Мать вскрикнула, прося о помощи, но к ней подошел один Дантон и успокоил ее, показав на сына, снова открывшего глаза, и женщина почувствовала, как ее обхватили за шею вновь ожившие руки сына.
Марат застыл на месте и из темного угла, где он укрывался, казалось, пожирал глазами картину, которую являли ему мать и ее сын.

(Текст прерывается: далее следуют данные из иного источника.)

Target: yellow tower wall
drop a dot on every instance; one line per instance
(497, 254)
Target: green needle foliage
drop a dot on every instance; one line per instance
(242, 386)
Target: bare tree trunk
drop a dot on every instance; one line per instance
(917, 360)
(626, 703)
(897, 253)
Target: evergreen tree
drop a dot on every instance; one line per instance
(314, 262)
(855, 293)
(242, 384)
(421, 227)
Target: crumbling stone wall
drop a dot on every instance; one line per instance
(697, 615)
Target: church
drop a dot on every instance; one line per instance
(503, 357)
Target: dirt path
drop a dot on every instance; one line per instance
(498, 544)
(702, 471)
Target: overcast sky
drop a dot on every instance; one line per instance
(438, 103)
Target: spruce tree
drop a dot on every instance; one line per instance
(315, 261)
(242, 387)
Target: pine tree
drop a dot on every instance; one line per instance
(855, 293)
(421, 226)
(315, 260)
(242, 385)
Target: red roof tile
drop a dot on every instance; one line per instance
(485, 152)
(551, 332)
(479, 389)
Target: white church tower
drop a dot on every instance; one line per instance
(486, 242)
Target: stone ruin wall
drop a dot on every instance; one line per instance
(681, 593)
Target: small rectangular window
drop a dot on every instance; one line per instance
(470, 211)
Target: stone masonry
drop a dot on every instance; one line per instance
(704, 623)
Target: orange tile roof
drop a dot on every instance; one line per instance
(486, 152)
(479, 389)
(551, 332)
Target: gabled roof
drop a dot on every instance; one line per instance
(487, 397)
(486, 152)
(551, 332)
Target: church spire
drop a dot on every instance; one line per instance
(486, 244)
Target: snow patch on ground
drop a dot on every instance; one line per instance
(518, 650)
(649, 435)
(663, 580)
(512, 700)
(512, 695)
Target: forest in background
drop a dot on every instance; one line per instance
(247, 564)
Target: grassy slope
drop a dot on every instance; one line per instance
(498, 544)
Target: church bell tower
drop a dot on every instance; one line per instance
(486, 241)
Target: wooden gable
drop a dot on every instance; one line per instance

Мать была еще красивая, хотя уже и не молодая женщина. Черты ее лица, искаженные пережитым волнением, отличались ярко выраженным благородством и надменностью, тогда как светло-голубые глаза и белокурые волосы выдавали в ней северную женщину, явно происходившую из очень родовитой аристократии.
Поза женщины, склонившейся над сыном и припавшей губами к его лбу, подчеркивала ее прекрасно сохранившуюся фигуру и очень красивые ноги.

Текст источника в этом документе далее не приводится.